O WeChat pertence ao gigante da tecnologia Tencent. Com 1,26 bilhão de usuários em todo o mundo, o aplicativo é muito usado por chineses na própria China e no exterior, para se comunicar com amigos e familiares, ler notícias, fazer pagamentos e mais. Ele já foi usado para difundir desinformação e propaganda política do governo chinês, e é sabido que há censura sobre os conteúdos na plataforma.

O ex-presidente americano Donald Trump tentou proibir o WeChat e o TikTok, também de propriedade chinesa, de operarem nos Estados Unidos, qualificando-os como ameaça à segurança nacional. Um juiz federal mais tarde emitiu uma liminar barrando o veto.

Em nota na qual confirmou as mudanças feitas à conta de Morrison, a Tencent disse que não há evidência de hackeamento ou interferência de terceiros. "Parece ser uma disputa sobre quem é o titular da conta."

Mas ainda há muito que não é sabido sobre como a transferência ocorreu. Para que uma conta pública no WeChat troque de mãos, o dono precisa preencher um formulário em papel, que deve ser reconhecido por tabelião público e enviado ao WeChat, segundo o site da Tencent. A reportagem não conseguiu contato com a Administração do Ciberespaço chinesa, que gere assuntos nacionais ligados à internet.

Zhao Lijian, porta-voz do Ministério do Exterior, disse em entrevista coletiva na noite de segunda que não estava a par dos fatos específicos sobre a conta de Morrison, mas acrescentou: "A acusação de interferência da China não passa de calúnia e difamação infundada. Não temos nenhum interesse em interferir em outros países e não o fazemos".

James Paterson disse que a equipe de Morrison começou a ter problemas para entrar na conta em meados de 2021. O governo australiano escreveu ao WeChat pedindo que a plataforma restaurasse o perfil, mas segundo o parlamentar isso não adiantou de nada. O último post de Scott Morrison data de julho do ano passado, quando o premiê apresentou um plano de apoio econômico oferecido a residentes chineses na Austrália que perderam o trabalho com as restrições impostas por causa da pandemia.

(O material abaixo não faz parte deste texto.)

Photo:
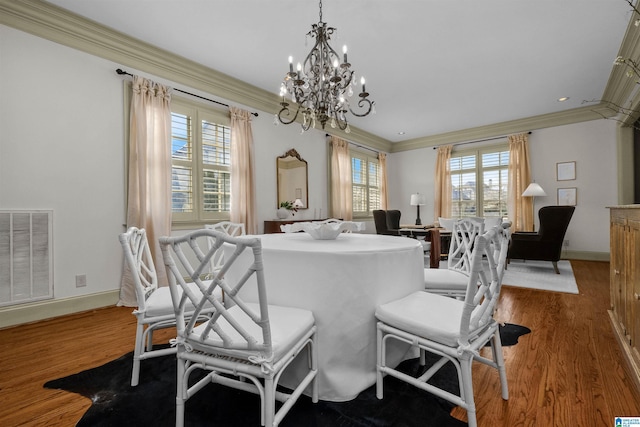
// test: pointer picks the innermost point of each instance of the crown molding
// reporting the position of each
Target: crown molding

Devido às regras do WeChat, que exigem que contas públicas sejam registradas por uma pessoa de nacionalidade chinesa, Morrison havia registrado seu perfil por meio de um intermediário chinês.

Segundo informações publicamente acessíveis, o nome da conta mudou em outubro de 2021, passando de ScottMorrison2019 para Aus-Chinese New Living. Em novembro, a Tencent verificou a Fuzhou 985 Information Technology, empresa de software sediada na província de Fujian, como a nova proprietária do perfil —que agora informa que oferece informações a chineses no exterior sobre a vida na Austrália.

A Tencent confirmou a transferência. "A conta em questão foi registrada originalmente por um indivíduo da República Popular da China e foi subsequentemente transferida para seu titular atual, uma empresa de serviços de tecnologia", disse, em comunicado. Pelo telefone, Huang Aipeng, representante legal da Fuzhou 985, afirmou que a empresa agora é a titular do perfil de WeChat, mas insistiu que não fazia ideia de que o dono anterior era o premiê da Austrália. "Não sabíamos para que era usada essa conta pública."